The client receives the responses with an incremental delay of ~1s.
I would like to achieve a kind of parallelism, although I'm aware I'm in a single threaded environment such as nodeJS. What I would like to achieve is receiving all 3 answers is ~1s.
Thanks in advance for your help.
This:
for(var i=0;i<1000000000;i++) var a=a+i;
Is a pretty severe blocking operation. As soon as the first block ends. Your whole server hangs until this for loop is done. I'm interested in why you are trying to do this.
Perhaps you are trying to simulate a delayed response ?
setTimeout(function)({
send404(res);
}, 3000);
Right now you are turning a non-flowing stream into flowing mode by attaching a data event handler, and subsequently loading the whole stream into memory.

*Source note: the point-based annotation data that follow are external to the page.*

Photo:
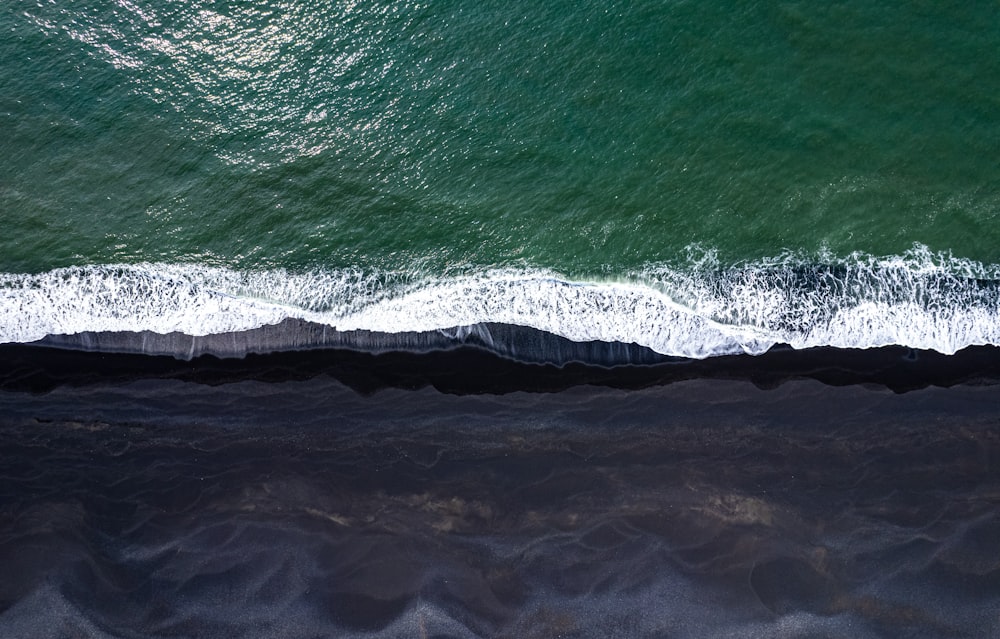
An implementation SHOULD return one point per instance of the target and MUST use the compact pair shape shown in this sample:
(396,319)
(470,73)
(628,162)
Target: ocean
(652,318)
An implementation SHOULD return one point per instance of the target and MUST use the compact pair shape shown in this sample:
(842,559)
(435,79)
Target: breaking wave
(700,309)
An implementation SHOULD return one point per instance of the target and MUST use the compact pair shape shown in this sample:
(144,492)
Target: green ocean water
(582,136)
(593,140)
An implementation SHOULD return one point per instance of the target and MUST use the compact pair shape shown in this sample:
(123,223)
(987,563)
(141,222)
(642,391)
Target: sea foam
(698,310)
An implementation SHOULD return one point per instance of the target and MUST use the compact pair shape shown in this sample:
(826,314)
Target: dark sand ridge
(792,494)
(483,358)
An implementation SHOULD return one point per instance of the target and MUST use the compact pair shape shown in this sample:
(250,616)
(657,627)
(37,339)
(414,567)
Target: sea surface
(623,319)
(694,177)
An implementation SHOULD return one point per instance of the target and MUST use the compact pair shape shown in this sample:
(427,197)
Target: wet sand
(337,493)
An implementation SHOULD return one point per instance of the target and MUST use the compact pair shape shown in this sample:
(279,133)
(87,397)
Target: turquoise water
(397,146)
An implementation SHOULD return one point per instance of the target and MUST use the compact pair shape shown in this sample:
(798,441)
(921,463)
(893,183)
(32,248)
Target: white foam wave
(919,300)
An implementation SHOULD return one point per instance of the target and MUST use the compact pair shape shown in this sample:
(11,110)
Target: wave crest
(919,300)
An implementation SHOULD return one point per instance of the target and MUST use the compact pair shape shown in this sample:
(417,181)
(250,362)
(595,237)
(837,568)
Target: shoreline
(488,358)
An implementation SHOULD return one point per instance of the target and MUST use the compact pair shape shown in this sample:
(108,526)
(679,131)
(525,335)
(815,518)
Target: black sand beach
(457,493)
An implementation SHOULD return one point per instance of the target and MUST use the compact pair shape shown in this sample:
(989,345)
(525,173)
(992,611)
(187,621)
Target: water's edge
(482,358)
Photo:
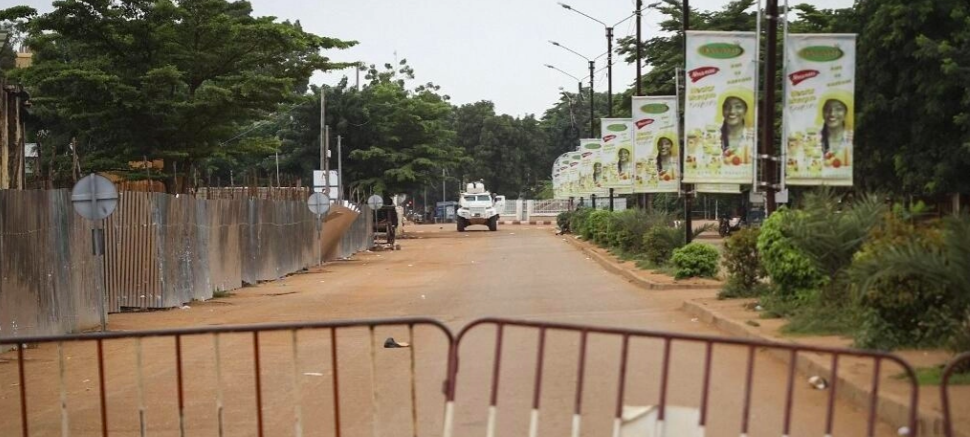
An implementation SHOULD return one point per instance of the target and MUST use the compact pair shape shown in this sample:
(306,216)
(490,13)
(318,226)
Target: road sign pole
(95,198)
(97,239)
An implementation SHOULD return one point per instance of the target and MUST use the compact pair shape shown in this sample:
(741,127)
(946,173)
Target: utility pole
(644,198)
(324,135)
(768,141)
(340,172)
(592,67)
(609,69)
(688,204)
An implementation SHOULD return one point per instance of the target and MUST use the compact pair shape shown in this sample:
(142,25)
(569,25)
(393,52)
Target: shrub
(660,242)
(743,264)
(911,283)
(695,259)
(792,271)
(595,224)
(563,220)
(577,219)
(829,233)
(628,228)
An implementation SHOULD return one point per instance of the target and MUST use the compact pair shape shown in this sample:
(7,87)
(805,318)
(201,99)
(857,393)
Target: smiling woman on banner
(666,158)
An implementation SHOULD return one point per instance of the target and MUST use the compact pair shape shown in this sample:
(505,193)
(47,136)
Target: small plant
(563,220)
(695,260)
(743,264)
(660,242)
(792,271)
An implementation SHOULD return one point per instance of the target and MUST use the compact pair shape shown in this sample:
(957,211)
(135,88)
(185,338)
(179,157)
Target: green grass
(934,376)
(821,321)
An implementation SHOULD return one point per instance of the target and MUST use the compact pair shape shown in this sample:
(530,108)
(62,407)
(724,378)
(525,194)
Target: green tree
(189,74)
(396,139)
(914,105)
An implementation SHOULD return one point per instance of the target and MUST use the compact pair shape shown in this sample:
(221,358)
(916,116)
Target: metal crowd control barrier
(281,360)
(962,360)
(662,407)
(262,393)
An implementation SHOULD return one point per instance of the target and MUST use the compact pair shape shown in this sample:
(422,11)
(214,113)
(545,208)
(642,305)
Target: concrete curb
(892,408)
(611,266)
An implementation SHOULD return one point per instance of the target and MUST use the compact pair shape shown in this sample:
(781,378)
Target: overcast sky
(475,49)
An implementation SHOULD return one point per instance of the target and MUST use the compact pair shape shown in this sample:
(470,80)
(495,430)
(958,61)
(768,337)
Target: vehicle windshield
(332,195)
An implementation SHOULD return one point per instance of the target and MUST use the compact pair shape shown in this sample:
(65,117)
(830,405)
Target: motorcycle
(728,225)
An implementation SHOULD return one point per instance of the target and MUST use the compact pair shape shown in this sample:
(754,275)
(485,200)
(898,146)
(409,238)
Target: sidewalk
(855,376)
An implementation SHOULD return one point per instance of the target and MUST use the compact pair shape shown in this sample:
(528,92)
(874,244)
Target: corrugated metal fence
(161,251)
(46,267)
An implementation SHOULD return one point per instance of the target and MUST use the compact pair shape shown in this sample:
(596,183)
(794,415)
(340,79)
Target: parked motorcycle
(728,225)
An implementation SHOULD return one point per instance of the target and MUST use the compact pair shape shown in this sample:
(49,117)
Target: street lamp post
(592,71)
(579,94)
(609,46)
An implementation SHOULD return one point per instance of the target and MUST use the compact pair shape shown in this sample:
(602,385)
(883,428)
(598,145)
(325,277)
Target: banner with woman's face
(819,109)
(719,119)
(656,144)
(617,155)
(590,167)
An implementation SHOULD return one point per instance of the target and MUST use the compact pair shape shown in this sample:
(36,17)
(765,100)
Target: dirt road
(517,272)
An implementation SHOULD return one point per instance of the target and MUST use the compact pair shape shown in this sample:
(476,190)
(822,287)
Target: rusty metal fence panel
(545,375)
(341,378)
(161,251)
(337,378)
(46,267)
(360,236)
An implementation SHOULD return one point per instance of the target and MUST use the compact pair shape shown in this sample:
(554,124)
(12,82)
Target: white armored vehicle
(479,207)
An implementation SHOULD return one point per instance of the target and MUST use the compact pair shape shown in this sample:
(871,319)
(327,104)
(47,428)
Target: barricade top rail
(230,329)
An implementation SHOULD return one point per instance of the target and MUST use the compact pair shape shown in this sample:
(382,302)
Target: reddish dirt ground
(518,272)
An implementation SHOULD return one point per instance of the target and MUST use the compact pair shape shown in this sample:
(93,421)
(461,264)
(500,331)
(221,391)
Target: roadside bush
(577,220)
(628,228)
(660,242)
(743,265)
(830,233)
(695,260)
(911,283)
(793,273)
(563,220)
(594,224)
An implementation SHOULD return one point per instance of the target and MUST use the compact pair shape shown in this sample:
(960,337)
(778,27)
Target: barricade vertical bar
(661,413)
(874,396)
(581,370)
(336,383)
(790,392)
(496,373)
(181,390)
(65,428)
(414,388)
(373,381)
(104,406)
(706,388)
(748,383)
(219,405)
(259,385)
(537,389)
(298,409)
(618,418)
(142,426)
(23,390)
(830,416)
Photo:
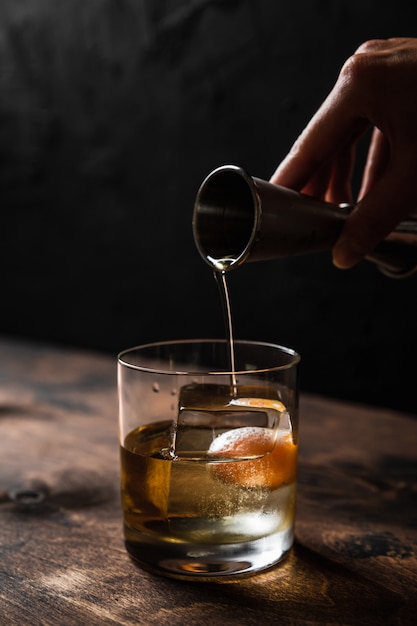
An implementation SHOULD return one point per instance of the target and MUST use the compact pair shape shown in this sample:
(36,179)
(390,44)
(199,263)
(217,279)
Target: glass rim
(293,354)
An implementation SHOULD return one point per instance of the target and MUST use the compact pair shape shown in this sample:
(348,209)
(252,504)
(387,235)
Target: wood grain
(62,561)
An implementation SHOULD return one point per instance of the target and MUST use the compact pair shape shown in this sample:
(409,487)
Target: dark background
(111,114)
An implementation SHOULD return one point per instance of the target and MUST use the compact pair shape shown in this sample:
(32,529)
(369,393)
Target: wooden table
(62,558)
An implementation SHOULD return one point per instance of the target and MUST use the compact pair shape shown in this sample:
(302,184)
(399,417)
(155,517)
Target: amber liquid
(212,493)
(235,496)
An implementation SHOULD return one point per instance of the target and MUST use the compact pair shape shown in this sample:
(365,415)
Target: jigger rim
(242,256)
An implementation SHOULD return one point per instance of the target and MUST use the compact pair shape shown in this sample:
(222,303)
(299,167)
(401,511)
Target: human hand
(377,88)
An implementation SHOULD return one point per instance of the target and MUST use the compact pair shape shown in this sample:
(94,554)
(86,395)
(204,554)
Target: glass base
(201,562)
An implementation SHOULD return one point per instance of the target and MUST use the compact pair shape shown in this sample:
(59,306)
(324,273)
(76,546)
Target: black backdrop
(111,114)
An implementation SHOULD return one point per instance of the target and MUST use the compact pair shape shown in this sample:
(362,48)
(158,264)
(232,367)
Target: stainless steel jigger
(238,218)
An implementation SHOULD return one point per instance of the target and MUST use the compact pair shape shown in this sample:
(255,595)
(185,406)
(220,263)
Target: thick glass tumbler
(208,456)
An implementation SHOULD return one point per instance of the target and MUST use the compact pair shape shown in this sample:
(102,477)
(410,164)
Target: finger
(374,217)
(340,184)
(335,124)
(376,162)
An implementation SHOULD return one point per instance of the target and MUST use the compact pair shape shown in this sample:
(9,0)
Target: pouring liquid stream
(220,278)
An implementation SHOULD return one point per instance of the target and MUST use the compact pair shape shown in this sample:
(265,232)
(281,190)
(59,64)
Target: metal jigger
(238,218)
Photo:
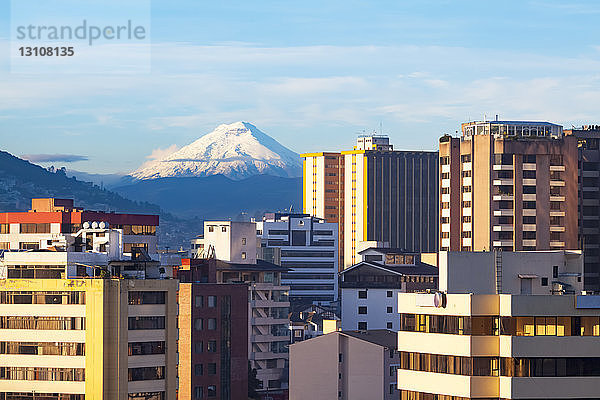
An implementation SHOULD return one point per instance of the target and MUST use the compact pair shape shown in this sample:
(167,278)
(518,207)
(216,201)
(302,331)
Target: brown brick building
(508,185)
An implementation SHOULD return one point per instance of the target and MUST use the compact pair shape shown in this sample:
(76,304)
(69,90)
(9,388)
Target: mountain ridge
(236,150)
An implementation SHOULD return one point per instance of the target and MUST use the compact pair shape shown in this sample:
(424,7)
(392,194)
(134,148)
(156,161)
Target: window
(211,391)
(212,346)
(212,301)
(212,324)
(144,323)
(198,347)
(211,369)
(146,297)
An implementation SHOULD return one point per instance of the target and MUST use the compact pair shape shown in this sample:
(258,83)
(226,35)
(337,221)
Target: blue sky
(313,75)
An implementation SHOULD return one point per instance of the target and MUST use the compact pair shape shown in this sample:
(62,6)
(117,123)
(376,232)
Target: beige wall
(314,369)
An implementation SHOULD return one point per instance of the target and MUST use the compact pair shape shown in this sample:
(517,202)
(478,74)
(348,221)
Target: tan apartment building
(508,185)
(348,365)
(389,196)
(534,337)
(588,146)
(75,339)
(323,191)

You probably don't want to do this.
You can use the stream in now-flowing mode as illustrated below, this is useful if you want to send the data to some place that is only accessible after some other event.
However, using the stream in flowing mode is the fastest. If you want to write your own body parser I suppose you might want to use flowing mode, it depends on your use case.
req.on('readable', function () {
var chunk;
while (null !== (chunk = readable.read())) {
body.push(chunk);
}
});
Flowing and non-flowing mode is also know as respectively v1 and v2 streams, as the older streams used in node only supported flowing mode.